Последовав совету Андерсона, Фолкнер фактически повторил все то, что сделал автор “Уайнсбурга”. Правда, несколько укрупнив масштаб. Он построил не маленький город, а целый округ с городком и несколькими деревушками. Заселил его разными семействами: Сарторисами, Компсонами, Сноупсами. Подробно расчертил карту местности. И разместил весь свой вымышленный мир не на Среднем Западе, а на Юге. Но самое главное – он четко обозначил присутствие Истории, большой панорамы действия, из которой вылупились конкретные сцены фрагментированной реальности его романов. Тут мы не просто ощущаем историю, панораму, как у Андерсона. Приложив некоторые усилия, мы можем по кусочкам ее собрать. Фолкнер иногда нам в этом помогает, дополняя и снабжая романы разными ключами: то хронологией, то картой местности. Но основную работу приходится выполнять нам самим, положившись на свой страх и риск. Причем мы имеем дело не с одной историей, а с многочисленными историями, вставленными одна в другую, как матрешки. Конкретный, случайный эпизод включается в историю персонажа, который помещается в историю семьи, которая, в свою очередь, оказывается эпизодом истории Йокнапатофы, помещенной в большую Историю Америки. Эти матрешки нам надлежит правильно разместить друг в друге. Кроме того, каждая из историй имеет пробелы, пустоты. И мы, если только в самом деле хотим сориентироваться в пространстве Йокнапатофы, начинаем послушно их заполнять, сообразуясь с собственным жизненным опытом и пустив в ход воображение.

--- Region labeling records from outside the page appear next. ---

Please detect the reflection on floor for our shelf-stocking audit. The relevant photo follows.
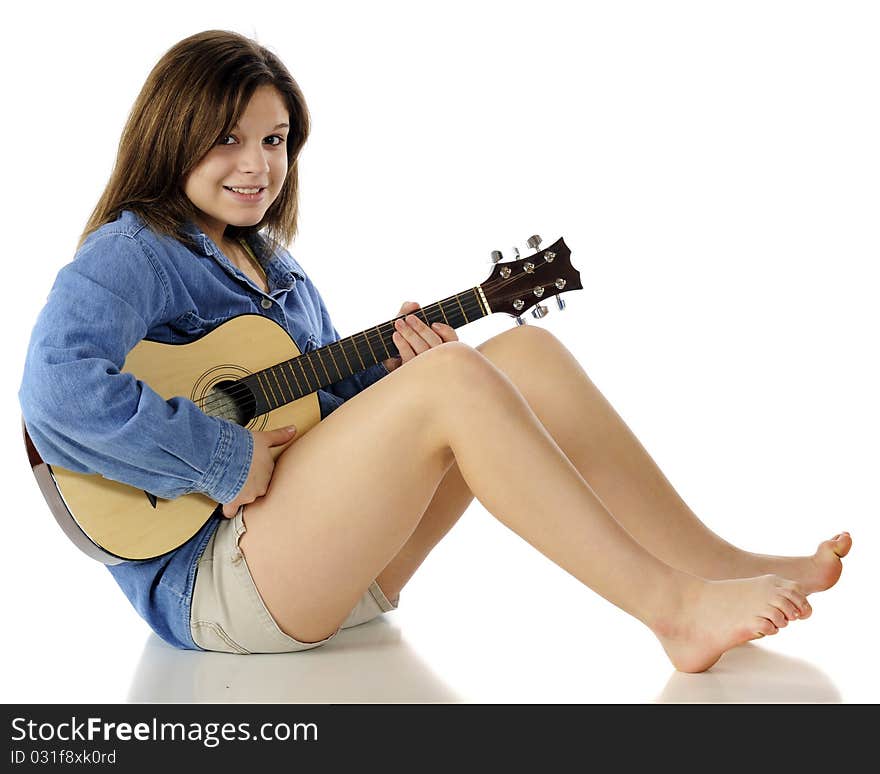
[128,620,461,704]
[127,620,841,703]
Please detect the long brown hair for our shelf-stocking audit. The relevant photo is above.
[77,30,309,255]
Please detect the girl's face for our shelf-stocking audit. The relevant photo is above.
[183,85,290,246]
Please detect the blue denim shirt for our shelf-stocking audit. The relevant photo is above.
[18,210,388,650]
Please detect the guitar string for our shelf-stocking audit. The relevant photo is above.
[196,275,553,422]
[197,270,564,422]
[190,266,568,422]
[189,292,480,422]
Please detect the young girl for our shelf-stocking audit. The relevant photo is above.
[19,31,851,672]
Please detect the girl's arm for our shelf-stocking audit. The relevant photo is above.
[18,233,253,503]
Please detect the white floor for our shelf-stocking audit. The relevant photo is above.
[0,498,880,704]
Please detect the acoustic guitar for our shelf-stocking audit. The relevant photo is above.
[22,236,582,564]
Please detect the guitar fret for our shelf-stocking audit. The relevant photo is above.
[375,325,391,357]
[327,344,344,379]
[285,360,306,397]
[338,340,354,373]
[254,287,502,416]
[278,363,295,400]
[303,352,321,390]
[352,337,369,369]
[269,368,288,406]
[314,349,332,384]
[295,356,312,392]
[437,301,449,325]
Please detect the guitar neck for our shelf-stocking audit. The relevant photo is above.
[240,285,492,415]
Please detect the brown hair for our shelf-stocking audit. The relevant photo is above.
[78,30,309,255]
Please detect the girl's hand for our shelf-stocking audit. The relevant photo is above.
[223,426,296,519]
[382,301,458,371]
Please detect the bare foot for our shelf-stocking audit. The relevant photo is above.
[753,532,852,594]
[651,575,812,672]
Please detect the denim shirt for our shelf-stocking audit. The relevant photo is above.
[18,210,388,650]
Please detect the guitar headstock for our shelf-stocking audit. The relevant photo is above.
[480,237,583,317]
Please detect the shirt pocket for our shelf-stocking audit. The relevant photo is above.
[170,310,229,342]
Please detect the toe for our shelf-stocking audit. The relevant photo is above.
[755,618,779,639]
[785,590,813,618]
[775,595,800,621]
[830,532,852,556]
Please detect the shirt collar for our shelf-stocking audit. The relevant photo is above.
[181,220,305,289]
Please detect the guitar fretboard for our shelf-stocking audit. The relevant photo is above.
[241,287,491,414]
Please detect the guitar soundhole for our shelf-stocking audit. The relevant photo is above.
[205,380,257,427]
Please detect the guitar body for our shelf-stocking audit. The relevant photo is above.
[35,314,321,563]
[22,235,582,564]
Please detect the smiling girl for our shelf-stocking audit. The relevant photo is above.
[19,30,851,671]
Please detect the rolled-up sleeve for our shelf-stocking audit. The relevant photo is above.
[18,233,253,503]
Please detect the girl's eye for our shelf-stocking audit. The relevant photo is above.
[217,134,284,148]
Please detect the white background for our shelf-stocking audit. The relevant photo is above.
[0,0,880,703]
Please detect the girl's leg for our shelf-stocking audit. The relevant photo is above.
[444,325,851,593]
[241,342,806,671]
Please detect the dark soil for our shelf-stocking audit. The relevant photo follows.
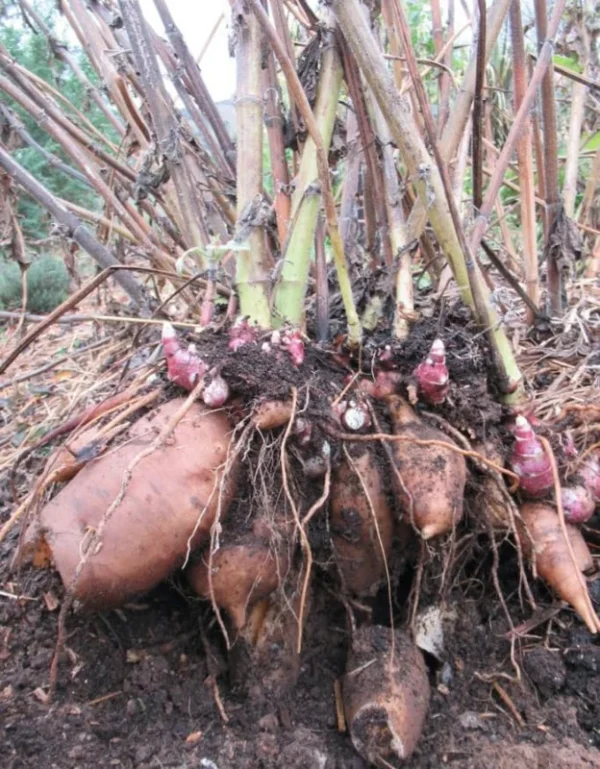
[0,317,600,769]
[0,520,600,769]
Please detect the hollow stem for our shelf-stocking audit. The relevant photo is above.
[233,4,271,328]
[510,0,540,325]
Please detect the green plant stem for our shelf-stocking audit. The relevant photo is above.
[273,30,342,325]
[510,0,540,325]
[233,4,271,328]
[248,0,362,346]
[395,0,523,402]
[407,0,511,241]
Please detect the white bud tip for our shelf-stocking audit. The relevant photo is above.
[343,406,367,432]
[162,320,177,339]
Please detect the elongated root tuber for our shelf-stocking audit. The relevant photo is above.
[330,449,394,594]
[386,396,467,539]
[35,399,236,608]
[518,502,600,633]
[343,626,430,769]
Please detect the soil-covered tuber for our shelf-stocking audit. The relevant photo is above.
[36,399,236,608]
[329,448,394,594]
[186,520,289,631]
[343,625,430,769]
[387,396,467,539]
[518,502,600,633]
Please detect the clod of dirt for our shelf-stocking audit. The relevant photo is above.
[523,646,567,699]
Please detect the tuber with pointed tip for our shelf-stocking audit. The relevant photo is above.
[252,400,292,430]
[517,502,600,633]
[329,448,394,595]
[386,395,467,539]
[342,625,430,769]
[508,416,554,499]
[413,339,450,406]
[186,520,290,631]
[162,322,207,391]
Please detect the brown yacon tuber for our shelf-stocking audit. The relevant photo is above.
[517,502,600,633]
[186,534,289,631]
[35,399,236,608]
[329,447,394,594]
[386,395,467,539]
[342,625,430,769]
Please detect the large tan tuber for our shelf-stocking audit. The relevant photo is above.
[518,502,600,633]
[35,399,236,608]
[386,396,467,539]
[229,569,311,699]
[329,448,394,594]
[342,625,430,769]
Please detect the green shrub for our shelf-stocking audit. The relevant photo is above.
[0,256,69,313]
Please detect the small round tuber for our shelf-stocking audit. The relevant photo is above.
[561,485,595,523]
[579,449,600,504]
[35,398,237,608]
[202,374,229,409]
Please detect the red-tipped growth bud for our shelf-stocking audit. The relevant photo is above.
[509,416,554,499]
[202,374,229,409]
[162,323,206,390]
[561,486,595,523]
[413,339,450,406]
[560,430,579,459]
[281,330,304,366]
[228,320,258,352]
[579,450,600,504]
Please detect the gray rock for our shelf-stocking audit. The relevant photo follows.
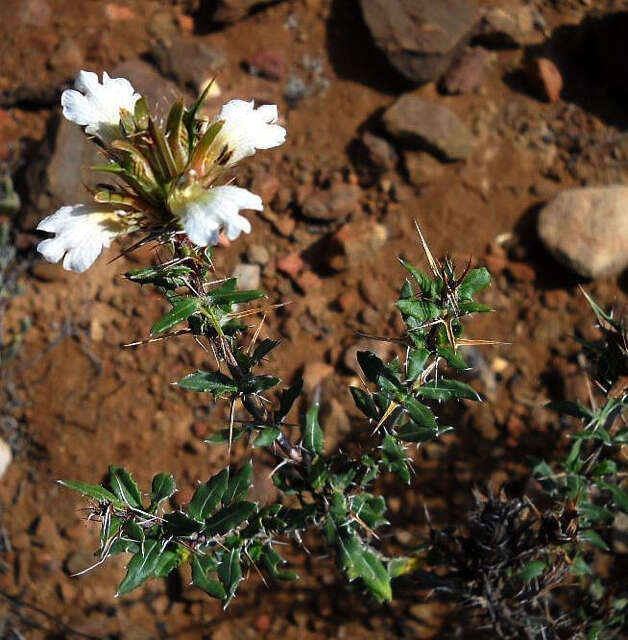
[303,183,361,222]
[360,0,479,83]
[233,264,261,291]
[151,38,226,93]
[479,0,545,47]
[442,47,491,94]
[362,131,398,171]
[0,438,13,478]
[538,186,628,278]
[384,94,475,160]
[403,151,444,187]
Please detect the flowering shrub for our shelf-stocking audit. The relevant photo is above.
[38,72,628,638]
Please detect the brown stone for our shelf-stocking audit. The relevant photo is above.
[526,58,563,102]
[383,93,475,160]
[360,0,479,83]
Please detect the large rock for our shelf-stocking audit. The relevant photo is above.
[151,38,226,93]
[384,94,475,160]
[360,0,479,83]
[538,186,628,278]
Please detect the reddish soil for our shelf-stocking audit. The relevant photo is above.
[0,0,626,640]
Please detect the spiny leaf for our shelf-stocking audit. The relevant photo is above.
[164,511,203,537]
[349,387,379,420]
[218,548,242,607]
[396,298,441,324]
[206,501,257,536]
[150,473,177,508]
[517,560,547,582]
[117,540,177,596]
[59,480,124,507]
[253,427,281,447]
[303,404,323,456]
[109,464,143,509]
[150,297,202,335]
[177,371,238,397]
[338,536,392,602]
[416,378,479,401]
[192,555,227,600]
[187,468,229,522]
[578,529,609,551]
[222,460,253,504]
[458,267,491,300]
[276,378,303,422]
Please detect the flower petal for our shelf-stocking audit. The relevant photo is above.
[37,204,132,272]
[173,185,264,247]
[213,100,286,166]
[61,71,140,142]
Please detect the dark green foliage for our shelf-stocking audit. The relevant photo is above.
[66,238,496,606]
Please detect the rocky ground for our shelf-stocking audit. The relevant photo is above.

Гибель семейства и осколки истории
“Шум и ярость” – второй по счету роман из йокнапатофской саги. Он мог бы вполне иметь томас-манновский подзаголовок – “История гибели одного семейства”. Впрочем, Томас Манн слегка иронизирует над собой и над нами. Его Будденброки, поколение за поколением, совершают восхождение к Духу, пусть даже ценой отторжения от биологической жизни, воли и нарастающей вследствие всего этого физической немощи. Какая уж тут “гибель семейства”! Разве что в глазах соседей-бюргеров.
У Фолкнера все иначе. (Это, видимо, потому, что в молодости он увлекался не мрачноватым Артуром Шопенгауэром, как Томас Манн, а оптимистичным и гуманным Анри Бергсоном.) Жизненный поток, Воля – для него благой и естественный ход вещей, отторжение от которого чревато деградацией и гибелью. Этим потоком в романе становится исполненная жизненной силы Кэдди Компсон, а отчужденными от мира и обреченными на гибель – три ее брата. Они как будто нарочно связаны друг с другом, как братья бывают связаны в старых народных сказках. Старший (Квентин) – умный. Средний (Джейсон) – и так и сяк. А младший (Бенджи), как и положено, – дурень.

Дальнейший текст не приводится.